Transnet directed to implement reforms to turn around the logistics crisis in South Africa

Transnet directed to implement reforms to turn around the logistics crisis in South Africa

Progress has been made in the privatisation of the operations of the rail network

At the end of March, South Africa’s President, Cyril Ramaphosa, met with the management of Transnet to discuss a way forward out of the crisis facing the port and rail operator.


During the State of the Nation address in February, the president announced that the government would provide Transnet with a roadmap to structural reform of the transport sector. Some steps include ensuring sufficient rolling stock is available for transporting goods by rail; upgrading infrastructure in rail and ports; addressing security challenges; and implementing reforms to enable private sector investment.


Three rail corridors are of particular concern for the rail network, the Container Corridor between Durban and Johannesburg, the North Corridor for coal exports and the North-East Corridor for chrome exports. These corridors account for 50% of Transnet’s revenue.


One of the reforms currently being worked on is the privatisation of the rail network operations while the rail infrastructure remains state-owned.
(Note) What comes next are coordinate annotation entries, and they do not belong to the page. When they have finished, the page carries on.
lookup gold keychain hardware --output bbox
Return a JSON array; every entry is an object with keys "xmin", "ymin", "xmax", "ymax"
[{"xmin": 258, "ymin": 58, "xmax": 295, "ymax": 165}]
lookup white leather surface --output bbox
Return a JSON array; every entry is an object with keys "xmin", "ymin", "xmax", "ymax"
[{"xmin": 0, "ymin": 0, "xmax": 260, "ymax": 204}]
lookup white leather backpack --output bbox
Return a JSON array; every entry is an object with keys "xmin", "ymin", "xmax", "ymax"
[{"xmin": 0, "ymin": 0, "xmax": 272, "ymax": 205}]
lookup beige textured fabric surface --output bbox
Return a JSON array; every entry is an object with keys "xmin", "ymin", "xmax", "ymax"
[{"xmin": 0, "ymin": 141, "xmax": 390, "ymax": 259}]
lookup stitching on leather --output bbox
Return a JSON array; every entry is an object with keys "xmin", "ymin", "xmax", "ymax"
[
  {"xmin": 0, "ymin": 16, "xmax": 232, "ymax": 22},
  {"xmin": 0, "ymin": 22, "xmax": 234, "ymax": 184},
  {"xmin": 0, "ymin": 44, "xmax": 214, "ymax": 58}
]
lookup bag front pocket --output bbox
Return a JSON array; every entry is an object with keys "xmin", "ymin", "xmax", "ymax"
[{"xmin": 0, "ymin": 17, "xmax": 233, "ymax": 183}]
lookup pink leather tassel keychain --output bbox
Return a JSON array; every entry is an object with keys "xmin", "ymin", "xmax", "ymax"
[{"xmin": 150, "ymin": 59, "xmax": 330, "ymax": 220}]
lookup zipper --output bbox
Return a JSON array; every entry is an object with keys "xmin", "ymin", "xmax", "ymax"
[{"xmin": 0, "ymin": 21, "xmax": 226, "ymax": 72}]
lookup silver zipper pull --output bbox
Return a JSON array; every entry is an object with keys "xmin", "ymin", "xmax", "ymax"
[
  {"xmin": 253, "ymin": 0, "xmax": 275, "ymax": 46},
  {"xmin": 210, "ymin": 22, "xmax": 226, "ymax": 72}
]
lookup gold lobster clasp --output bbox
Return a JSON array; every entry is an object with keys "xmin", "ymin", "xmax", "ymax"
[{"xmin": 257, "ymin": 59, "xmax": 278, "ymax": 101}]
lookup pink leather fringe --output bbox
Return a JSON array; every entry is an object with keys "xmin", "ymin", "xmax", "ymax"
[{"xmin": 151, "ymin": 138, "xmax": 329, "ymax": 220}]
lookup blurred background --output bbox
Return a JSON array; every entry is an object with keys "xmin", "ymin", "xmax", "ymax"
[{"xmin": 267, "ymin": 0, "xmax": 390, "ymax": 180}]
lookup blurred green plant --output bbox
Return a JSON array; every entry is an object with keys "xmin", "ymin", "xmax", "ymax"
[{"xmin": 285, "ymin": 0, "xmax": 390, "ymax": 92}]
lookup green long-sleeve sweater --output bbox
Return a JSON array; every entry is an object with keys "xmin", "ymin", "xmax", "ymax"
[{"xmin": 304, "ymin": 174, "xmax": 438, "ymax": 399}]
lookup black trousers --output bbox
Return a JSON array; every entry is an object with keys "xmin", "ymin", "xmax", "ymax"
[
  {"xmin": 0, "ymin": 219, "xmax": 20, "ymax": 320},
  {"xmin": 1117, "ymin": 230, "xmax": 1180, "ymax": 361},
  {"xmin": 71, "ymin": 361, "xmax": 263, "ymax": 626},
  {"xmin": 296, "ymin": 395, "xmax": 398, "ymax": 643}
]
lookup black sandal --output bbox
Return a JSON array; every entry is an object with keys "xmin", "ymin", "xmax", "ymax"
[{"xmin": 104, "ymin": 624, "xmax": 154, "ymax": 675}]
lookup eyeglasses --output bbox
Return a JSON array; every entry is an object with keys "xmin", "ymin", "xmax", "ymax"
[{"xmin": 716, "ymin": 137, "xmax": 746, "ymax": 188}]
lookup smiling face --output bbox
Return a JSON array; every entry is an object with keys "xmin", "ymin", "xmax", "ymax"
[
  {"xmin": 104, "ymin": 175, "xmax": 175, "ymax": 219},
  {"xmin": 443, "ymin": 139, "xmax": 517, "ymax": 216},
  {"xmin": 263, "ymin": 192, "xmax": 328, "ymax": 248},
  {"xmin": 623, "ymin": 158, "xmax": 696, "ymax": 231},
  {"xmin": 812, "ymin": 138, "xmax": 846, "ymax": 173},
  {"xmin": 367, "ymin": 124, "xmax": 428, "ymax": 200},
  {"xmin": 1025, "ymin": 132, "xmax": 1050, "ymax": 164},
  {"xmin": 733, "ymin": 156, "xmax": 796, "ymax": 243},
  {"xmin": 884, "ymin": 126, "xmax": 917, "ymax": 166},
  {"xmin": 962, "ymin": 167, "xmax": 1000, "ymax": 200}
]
Ramaphosa noted good progress in establishing a separate Infrastructure Manager within Transnet Freight Rail by October. This is a crucial step in the privatisation process.


On 27 January, Transnet Freight Rail (TFR) issued a Request for Qualification (RFQ) for a 20-year operation and maintenance lease of its container corridor between Johannesburg and Durban with the proviso that the lessee invests R5.5 billion in corridor rehabilitation and retains the current employees. TFR hopes privatising the container corridor will reduce the losses made on this service, regain volumes lost to road and tackle cable theft and vandalism.


“The lessee is expected, as per the RFQ, to commit to a minimum additional volume of 500 000 TEUs per annum,” TFR chief commercial officer Bonginkosi Mabaso said to Engineering News.


Another critical issue is an outstanding dispute with Chinese locomotive provider CRRC Zhuzhou Locomotive Company (CRRC), which has resulted in a lack of spare parts and 164 idle locomotives.


Later in April, Public Enterprises Minister Pravin Gordhan will meet with the Chinese government to resolve the locomotive supply impasse with the state-owned CRRC. Should this be fruitful, adding the locomotives back into the fleet could happen in 6 months, said Engineering News editor Terence Creamer in an interview.


Ramaphosa stressed that collaborative efforts are essential to finding solutions to repair the country’s transport system.


“Despite the crisis facing Transnet we must acknowledge the important progress that has been made in reversing the damage that was inflicted during state capture and recognise that there are many dedicated and hard-working people in the company that are committed to restoring Transnet to its potential," said President Ramaphosa.


“Transnet must quickly embark on a clear path to take us out of this crisis and ensure that the operation of our railways and ports contributes to the growth of our economy.”